The entrepreneurs who stuck with Silicon Valley learned four big lessons from the dot-com crash
that still guide business thinking today:
1. Make incremental advances
Grand visions inflated the bubble, so they should not be indulged. Anyone who claims to be able
to do something great is suspect, and anyone who wants to change the world should be more
humble. Small, incremental steps are the only safe path forward.
2. Stay lean and flexible
All companies must be “lean,” which is code for “unplanned.” You should not know what your
business will do; planning is arrogant and inflexible. Instead you should try things out, “iterate,”
and treat entrepreneurship as agnostic experimentation.
3. Improve on the competition
Don’t try to create a new market prematurely. The only way to know you have a real business is
to start with an already existing customer, so you should build your company by improving on
recognizable products already offered by successful competitors.

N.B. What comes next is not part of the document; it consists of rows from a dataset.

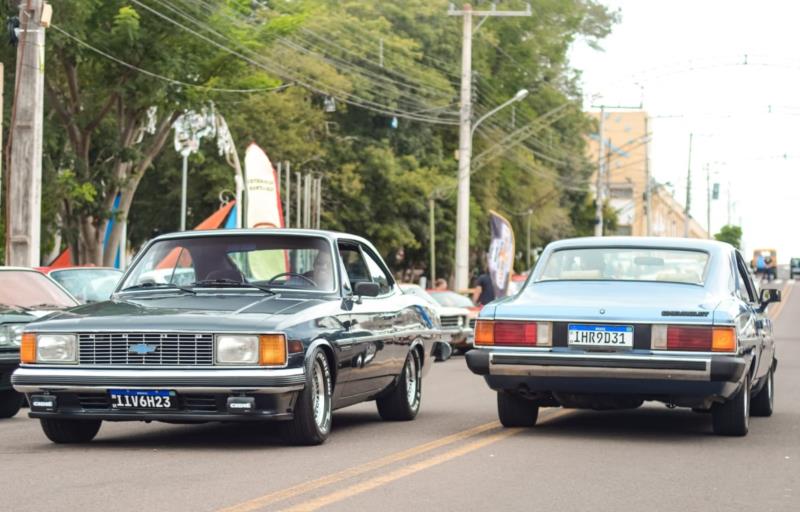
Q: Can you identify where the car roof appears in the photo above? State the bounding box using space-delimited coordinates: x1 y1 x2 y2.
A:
153 228 372 246
548 236 733 252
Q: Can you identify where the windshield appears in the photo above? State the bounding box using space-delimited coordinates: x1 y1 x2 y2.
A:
120 234 334 291
50 268 122 302
538 247 709 284
0 270 77 309
431 292 475 308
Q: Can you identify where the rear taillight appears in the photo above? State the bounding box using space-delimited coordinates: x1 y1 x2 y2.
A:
650 325 736 352
475 320 553 347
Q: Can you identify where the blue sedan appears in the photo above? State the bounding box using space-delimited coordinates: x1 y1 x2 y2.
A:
467 237 780 436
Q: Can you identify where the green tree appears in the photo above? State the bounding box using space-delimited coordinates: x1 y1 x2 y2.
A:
714 224 742 249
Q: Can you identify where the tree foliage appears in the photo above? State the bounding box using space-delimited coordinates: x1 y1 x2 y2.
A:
2 0 616 275
714 224 742 249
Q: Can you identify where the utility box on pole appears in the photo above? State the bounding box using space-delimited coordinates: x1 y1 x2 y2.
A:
6 0 51 267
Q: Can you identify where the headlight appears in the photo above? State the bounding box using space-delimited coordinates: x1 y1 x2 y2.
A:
36 334 77 363
0 324 25 347
216 334 258 364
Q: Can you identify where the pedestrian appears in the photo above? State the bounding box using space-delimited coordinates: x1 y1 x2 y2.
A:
472 260 494 306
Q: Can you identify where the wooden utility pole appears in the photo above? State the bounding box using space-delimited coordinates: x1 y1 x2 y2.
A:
6 0 51 267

4. Focus on product, not sales
If your product requires advertising or salespeople to sell it, it’s not good enough: technology is
primarily about product development, not distribution. Bubble-era advertising was obviously
wasteful, so the only sustainable growth is viral growth.

These lessons have become dogma in the startup world; those who would ignore them are
presumed to invite the justified doom visited upon technology in the great crash of 2000. And yet the
opposite principles are probably more correct:

1. It is better to risk boldness than triviality.
2. A bad plan is better than no plan.
3. Competitive markets destroy profits.
4. Sales matters just as much as product.